Förderung eines konstruktiven Selbstwertgefühls im Kind, nicht destruktives Selbstwertgefühl

Ich habe ein fantastisches Interview mit dem Psychiater Luis Rojas Marcos gelesen, das im Februar in der Zeitschrift My Baby and I veröffentlicht wurde.

Er spricht von einem Aspekt, der bei der Bildung der Persönlichkeit des Kindes ebenso wichtig ist wie von Selbstwertgefühl. Wir sind nicht damit geboren, obwohl es wahr ist, dass Gene beeinflussen, es wird auf der Grundlage der Erfahrungen geschmiedet, in denen wir leben, in denen die ersten Lebensjahre entscheidend sind.

Er erklärt, dass Selbstwertgefühl die Einschätzung des Bildes ist, das jeder von sich selbst macht. Bei einem Kind hängt dieses Bild zu einem großen Teil von der Meinung anderer ab.

Eltern spielen dabei eine wesentliche Rolle. Denn alles, was wir an unseren Sohn weitergeben, wird seine eigene Einschätzung von sich selbst beeinflussen.
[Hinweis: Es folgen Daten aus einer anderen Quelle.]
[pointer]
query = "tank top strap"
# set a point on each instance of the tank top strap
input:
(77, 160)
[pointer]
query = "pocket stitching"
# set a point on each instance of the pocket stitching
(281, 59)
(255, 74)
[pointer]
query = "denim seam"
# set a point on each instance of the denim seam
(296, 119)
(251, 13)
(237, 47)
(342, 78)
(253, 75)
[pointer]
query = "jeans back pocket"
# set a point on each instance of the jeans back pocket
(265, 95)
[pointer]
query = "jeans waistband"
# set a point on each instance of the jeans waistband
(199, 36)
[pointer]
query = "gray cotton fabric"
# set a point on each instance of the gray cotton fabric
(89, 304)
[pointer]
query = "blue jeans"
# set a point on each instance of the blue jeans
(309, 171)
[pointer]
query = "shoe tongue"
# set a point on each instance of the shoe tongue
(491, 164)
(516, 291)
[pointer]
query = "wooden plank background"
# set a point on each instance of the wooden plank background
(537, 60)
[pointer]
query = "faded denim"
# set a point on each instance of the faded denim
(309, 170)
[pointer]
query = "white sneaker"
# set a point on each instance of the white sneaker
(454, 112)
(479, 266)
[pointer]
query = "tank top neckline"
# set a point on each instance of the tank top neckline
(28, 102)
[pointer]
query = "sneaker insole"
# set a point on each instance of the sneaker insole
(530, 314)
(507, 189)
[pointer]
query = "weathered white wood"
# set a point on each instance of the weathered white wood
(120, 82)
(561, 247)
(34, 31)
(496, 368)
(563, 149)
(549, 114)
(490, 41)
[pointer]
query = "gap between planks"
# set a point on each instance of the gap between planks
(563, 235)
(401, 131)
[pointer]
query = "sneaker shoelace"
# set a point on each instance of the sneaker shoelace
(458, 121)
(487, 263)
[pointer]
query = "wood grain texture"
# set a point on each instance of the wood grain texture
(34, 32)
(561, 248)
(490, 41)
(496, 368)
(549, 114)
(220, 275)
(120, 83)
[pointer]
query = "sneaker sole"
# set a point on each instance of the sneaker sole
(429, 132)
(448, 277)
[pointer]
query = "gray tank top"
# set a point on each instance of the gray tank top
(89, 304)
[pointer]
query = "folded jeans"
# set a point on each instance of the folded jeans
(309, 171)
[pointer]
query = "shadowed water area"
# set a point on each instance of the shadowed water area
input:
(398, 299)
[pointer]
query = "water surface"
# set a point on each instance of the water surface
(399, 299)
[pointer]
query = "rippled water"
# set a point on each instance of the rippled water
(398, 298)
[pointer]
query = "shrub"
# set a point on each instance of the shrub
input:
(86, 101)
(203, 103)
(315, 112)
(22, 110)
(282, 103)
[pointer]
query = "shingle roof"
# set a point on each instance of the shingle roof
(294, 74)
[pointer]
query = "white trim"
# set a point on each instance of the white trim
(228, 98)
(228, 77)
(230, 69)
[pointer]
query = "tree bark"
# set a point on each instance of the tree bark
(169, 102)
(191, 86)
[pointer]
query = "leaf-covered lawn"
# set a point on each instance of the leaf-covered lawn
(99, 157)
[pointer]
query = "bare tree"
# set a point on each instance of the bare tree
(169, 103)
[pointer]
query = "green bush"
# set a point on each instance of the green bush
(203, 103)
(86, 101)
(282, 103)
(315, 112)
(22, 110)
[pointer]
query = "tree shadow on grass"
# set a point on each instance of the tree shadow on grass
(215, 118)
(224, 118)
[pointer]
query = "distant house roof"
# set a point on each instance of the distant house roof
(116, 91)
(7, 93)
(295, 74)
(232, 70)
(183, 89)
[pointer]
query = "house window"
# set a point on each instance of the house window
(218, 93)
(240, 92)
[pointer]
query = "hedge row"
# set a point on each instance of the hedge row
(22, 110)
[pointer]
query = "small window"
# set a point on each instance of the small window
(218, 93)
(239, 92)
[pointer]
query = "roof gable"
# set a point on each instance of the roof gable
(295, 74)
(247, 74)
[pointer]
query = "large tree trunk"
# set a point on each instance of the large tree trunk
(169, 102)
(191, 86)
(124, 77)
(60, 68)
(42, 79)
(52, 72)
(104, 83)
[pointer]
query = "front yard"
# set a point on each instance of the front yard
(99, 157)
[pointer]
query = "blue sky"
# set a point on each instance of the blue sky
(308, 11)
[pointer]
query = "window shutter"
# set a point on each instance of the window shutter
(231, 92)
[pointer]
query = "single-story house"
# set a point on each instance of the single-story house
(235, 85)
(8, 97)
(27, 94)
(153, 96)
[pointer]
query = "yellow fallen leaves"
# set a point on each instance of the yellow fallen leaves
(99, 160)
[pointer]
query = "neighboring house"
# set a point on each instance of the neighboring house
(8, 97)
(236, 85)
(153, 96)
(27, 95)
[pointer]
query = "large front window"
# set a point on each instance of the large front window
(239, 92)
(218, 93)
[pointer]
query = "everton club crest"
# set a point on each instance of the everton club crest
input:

Daher ist es wichtig, dass sowohl die Eltern als auch der Rest der Familie dazu beitragen, ein konstruktives, gesundes Selbstwertgefühl imKind zu schaffen. Das heißt, sie schlagen vor, dass sie versuchen, das Positive des Lebens zu sehen und nicht das Negative, dass sie mit ihren eigenen Leistungen zufrieden sind, dass sie mit ihrem Leben zufrieden sind und dass sie lernen, sich selbst zu schätzen.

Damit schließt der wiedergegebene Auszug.